I see I missed Cathy's post. I don't really think it is positional because they aren't clearly obstructive in nature. The odd moments of high flow limitation might be positional in nature (shifting down onto edge of pillow etc) but nothing worth trying to treat imo (other than being aware of positional apnea and using a thin pillow instead of a thick one etc).

One of the things that made me think those apnea were central is that they were preceded by a pretty obvious case of arousal breathing and prior to each apnea the breaths decline in amplitude but none of the breaths show signs of flow limitation. The recovery breaths are somewhat obstructive looking but I think that is because they might be mixed apnea (which usually start as central in nature during which time the obstruction sets in). The last "OA" had 3 very small visible breaths and clearly was not complete obstruction.
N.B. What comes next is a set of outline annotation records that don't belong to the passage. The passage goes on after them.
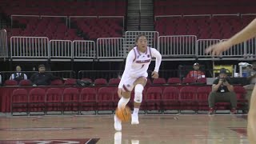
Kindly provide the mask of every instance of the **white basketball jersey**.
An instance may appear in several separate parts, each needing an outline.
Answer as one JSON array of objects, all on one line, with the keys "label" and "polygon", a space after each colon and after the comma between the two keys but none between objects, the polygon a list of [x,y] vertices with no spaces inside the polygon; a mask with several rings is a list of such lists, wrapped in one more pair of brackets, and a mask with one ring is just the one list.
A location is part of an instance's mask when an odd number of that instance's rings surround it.
[{"label": "white basketball jersey", "polygon": [[134,59],[130,70],[133,77],[147,77],[147,70],[151,62],[152,55],[150,47],[146,47],[145,53],[140,52],[137,46],[132,50],[134,53]]}]

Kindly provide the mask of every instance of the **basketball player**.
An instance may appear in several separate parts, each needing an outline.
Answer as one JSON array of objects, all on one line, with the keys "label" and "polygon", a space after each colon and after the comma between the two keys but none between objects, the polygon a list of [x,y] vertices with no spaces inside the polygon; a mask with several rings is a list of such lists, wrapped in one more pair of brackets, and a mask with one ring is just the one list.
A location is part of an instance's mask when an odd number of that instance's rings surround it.
[{"label": "basketball player", "polygon": [[[213,45],[206,50],[206,54],[219,55],[232,46],[249,40],[256,36],[256,18],[247,26],[226,42]],[[250,98],[250,106],[248,113],[247,135],[250,143],[256,143],[256,89],[255,86]]]},{"label": "basketball player", "polygon": [[[152,72],[153,78],[158,78],[158,70],[162,61],[161,54],[154,48],[147,46],[147,38],[140,34],[135,40],[136,46],[128,54],[125,70],[118,86],[118,96],[121,98],[118,107],[125,106],[130,98],[130,92],[134,87],[134,112],[131,124],[138,124],[138,113],[142,101],[142,91],[147,80],[147,70],[152,57],[156,58],[154,70]],[[114,129],[122,130],[121,121],[114,115]]]}]

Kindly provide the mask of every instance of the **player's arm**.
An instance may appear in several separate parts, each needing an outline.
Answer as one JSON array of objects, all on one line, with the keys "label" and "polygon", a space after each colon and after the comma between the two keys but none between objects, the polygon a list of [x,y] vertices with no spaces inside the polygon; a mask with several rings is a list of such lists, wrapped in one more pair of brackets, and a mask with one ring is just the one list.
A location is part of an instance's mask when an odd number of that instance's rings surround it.
[{"label": "player's arm", "polygon": [[[255,85],[256,86],[256,85]],[[256,143],[256,86],[250,97],[250,110],[248,114],[247,134],[250,143]]]},{"label": "player's arm", "polygon": [[125,70],[122,75],[121,81],[118,85],[118,89],[122,88],[124,80],[127,77],[127,74],[128,74],[130,70],[131,69],[131,65],[133,63],[134,58],[135,58],[135,55],[134,55],[134,50],[130,50],[127,55],[127,58],[126,58]]},{"label": "player's arm", "polygon": [[230,46],[245,42],[256,36],[256,18],[240,32],[228,40]]},{"label": "player's arm", "polygon": [[213,92],[216,92],[218,90],[218,89],[219,88],[219,86],[222,84],[223,80],[219,79],[218,82],[217,82],[218,79],[215,79],[215,81],[213,83],[212,86],[212,91]]},{"label": "player's arm", "polygon": [[162,62],[162,55],[159,53],[159,51],[154,48],[150,48],[150,50],[151,50],[152,56],[154,58],[155,58],[155,66],[154,66],[154,70],[152,73],[152,78],[158,78],[159,76],[158,71],[159,71],[159,67],[160,67],[161,62]]},{"label": "player's arm", "polygon": [[256,18],[240,32],[229,38],[227,41],[210,46],[206,50],[206,53],[212,53],[212,55],[219,55],[222,51],[229,50],[232,46],[245,42],[256,36]]}]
Earlier on in treatment he also showed worsening with the implementation of EPR and then improvement with reducing it. His data has shown times of periodic nature throughout and this recent test of higher EPR again seemed to make things worse. EPR doesn't make positional apnea worse but it does make central apnea worse. My conclusion on this being central in nature is a combination of considering all these factors rather than focusing purely on that one example. The upcoming test of reduced EPR will help confirm, if this is positional apnea then it will remain present in data, if it is central in nature as I hypothesize it should improve.